Als erste erfolgreiche Verteidigung gegen die langsam heran kriechende Kälte machten wir die 1,5 Liter mitgebrachten Wein heiß. Glühwein beim Hiken und Campen, ha, das ist Luxus!. Es folgten zahlreiche weitere vorbereitende Maßnahmen für die Nacht wie Luftschlitze im Zelt teilweise abkleben, Rucksäcke innen an der Windseite als Schutz aufbauen und die Nelgene-Trinkflasche mit heißem Wasser füllen und zur Wärmflasche umfunktionieren. Guter Versuch…leider alles vergeblich! Nach wenigen Stunden mussten wir uns der Kälte geschlagen geben und ein paar Stunden leiden. Und zwar so richtig! Nachts hörten wir schon, wie es konstant auf das Zelt rieselte. Als ich morgens als erster aus dem Zelt kroch war alles um uns herum weiß. Weiße Weihnacht, wie schön! Wintercamping im Zelt…wie toll. Dies gehörte bisher nicht zu unseren Hobbys.
Unsere Schlafsäcke sind leider nicht für diese Kälte gemacht, wir hatten +5 Grad erwartet, keine 0 Grad…na ja, und das neue Loch in unserer sich selbst aufblasenden Matte machte den Kampf gegen den Bodenfrost auch nicht leichter. Kurzum, es war keine schöne Nacht. Aber das Schöne ist, dass man so etwas ja schnell vergisst und als wir eine Stunde nach dem Aufstehen gemeinsam bei fast wolkenfreien Himmel den steilen Aufstieg zum Fitz Roy Ausguck krackselten, waren wir einfach nur happy, hier in dieser Winterlandschaft sein zu können. Viele haben Pech und sehen gar nichts von dem meist in dicken Wolken umhüllten Fitz Roy. Für uns machte er sich an dem morgen fast ganz nackt und wir schossen tolle Fotos. Der gesamte Aufstieg war toll!
Nach vier Stunden waren wir von unserem Ausflug zum Mirardor zurück, genossen ein spätes Frühstück, packten die Sachen und machten uns mit Gepäck auf zum zweiten bekannten Felsen dieses Parks, dem Torre. Nach weiteren Stunden toller Wanderung durch sehr abwechslungsreiches Terrain erreichten wir einen noch schöneren Campingplatz und richteten uns ein.
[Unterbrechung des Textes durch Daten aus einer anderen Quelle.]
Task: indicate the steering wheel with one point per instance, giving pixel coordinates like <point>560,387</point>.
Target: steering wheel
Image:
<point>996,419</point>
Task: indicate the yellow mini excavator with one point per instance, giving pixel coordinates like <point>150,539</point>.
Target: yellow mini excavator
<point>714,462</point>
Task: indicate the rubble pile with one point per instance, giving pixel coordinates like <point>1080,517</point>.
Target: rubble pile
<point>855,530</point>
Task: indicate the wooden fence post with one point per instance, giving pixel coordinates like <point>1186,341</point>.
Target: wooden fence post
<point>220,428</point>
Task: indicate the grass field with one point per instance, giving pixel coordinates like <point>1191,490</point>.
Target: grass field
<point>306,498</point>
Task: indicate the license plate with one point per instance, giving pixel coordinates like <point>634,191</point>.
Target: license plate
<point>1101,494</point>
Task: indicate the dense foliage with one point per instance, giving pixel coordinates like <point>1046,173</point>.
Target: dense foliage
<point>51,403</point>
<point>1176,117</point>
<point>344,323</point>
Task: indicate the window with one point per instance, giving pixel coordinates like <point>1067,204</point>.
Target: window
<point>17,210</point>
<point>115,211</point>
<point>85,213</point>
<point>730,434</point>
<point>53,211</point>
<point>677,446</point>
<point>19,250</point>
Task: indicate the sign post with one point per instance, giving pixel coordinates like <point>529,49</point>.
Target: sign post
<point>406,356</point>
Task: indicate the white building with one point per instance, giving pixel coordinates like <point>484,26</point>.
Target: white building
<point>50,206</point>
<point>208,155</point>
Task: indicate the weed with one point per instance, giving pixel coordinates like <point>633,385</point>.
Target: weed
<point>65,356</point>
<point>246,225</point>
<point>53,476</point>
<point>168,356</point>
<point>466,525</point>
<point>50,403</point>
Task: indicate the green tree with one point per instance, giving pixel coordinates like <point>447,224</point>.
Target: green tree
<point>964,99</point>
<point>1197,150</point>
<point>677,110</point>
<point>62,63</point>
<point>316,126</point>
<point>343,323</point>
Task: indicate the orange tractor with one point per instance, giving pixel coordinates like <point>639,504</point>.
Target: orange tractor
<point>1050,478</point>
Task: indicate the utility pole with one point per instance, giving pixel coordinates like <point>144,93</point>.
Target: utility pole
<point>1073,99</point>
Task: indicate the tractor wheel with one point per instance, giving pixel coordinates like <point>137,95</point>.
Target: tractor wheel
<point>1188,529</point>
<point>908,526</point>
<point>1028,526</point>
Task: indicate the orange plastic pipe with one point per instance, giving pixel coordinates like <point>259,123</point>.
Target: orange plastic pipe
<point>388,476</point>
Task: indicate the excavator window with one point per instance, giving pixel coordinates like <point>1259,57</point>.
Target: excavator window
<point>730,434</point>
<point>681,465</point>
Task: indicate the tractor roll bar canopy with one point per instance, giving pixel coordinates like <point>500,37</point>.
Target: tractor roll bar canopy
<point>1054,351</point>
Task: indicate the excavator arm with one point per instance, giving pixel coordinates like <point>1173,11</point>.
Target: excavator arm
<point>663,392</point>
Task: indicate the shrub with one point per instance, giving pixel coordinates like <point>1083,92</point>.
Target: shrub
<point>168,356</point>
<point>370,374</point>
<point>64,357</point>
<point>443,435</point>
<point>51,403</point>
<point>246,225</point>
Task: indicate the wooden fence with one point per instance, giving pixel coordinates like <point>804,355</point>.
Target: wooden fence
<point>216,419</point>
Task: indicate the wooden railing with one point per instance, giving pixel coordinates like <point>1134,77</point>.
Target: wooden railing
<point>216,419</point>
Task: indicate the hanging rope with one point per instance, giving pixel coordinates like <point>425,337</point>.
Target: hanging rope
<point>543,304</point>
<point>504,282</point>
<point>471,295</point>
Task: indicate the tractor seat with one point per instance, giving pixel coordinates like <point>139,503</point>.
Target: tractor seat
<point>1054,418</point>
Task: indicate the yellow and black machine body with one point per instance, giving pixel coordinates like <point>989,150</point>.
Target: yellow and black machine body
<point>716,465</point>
Glücklicherweise erhaschten wir am späten Nachmittag auch noch ein paar Blicke auf den Torre, bevor er sich dauerhaft bis zu unserer Abwanderung hinter Wolken versteckte.
Schon beim Kochen und ohne Glühwein merkten wir, dass diese Nacht noch kälter werden würde. Es begann auch schon ein wenig zu schneien … na dann mal gute Nacht. Zum Glück haben Josi und Agi einen riesigen Palast als Zelt, in dem unser kleines Zeltchen fast dreimal aufgebaut werden könnte. Aus Mitleid wurden wir von unserem Hochzeitspaar zu einer kuscheligen Vierer-Nacht in Löffelchen-Stellung eingeladen. Wir nahmen dankbar an und so erzielten wir dann in letzter Minute doch noch einen Sieg gegen die Kälte…zu viert in deren Zelt, das andere Zelt wurde kurzerhand „Proviant-Zelt“ getauft.
Am nächsten Morgen wanderten wir in 3 Stunden zurück nach El Chalten und beendeten unsere 4 tollen Tage im Los Glaciares Nationalpark. Wir fuhren zurück nach El Calafate, genossen ein großes Fleisch-Abendessen und starteten die Vorbereitung für den dritten Patagonien Akt.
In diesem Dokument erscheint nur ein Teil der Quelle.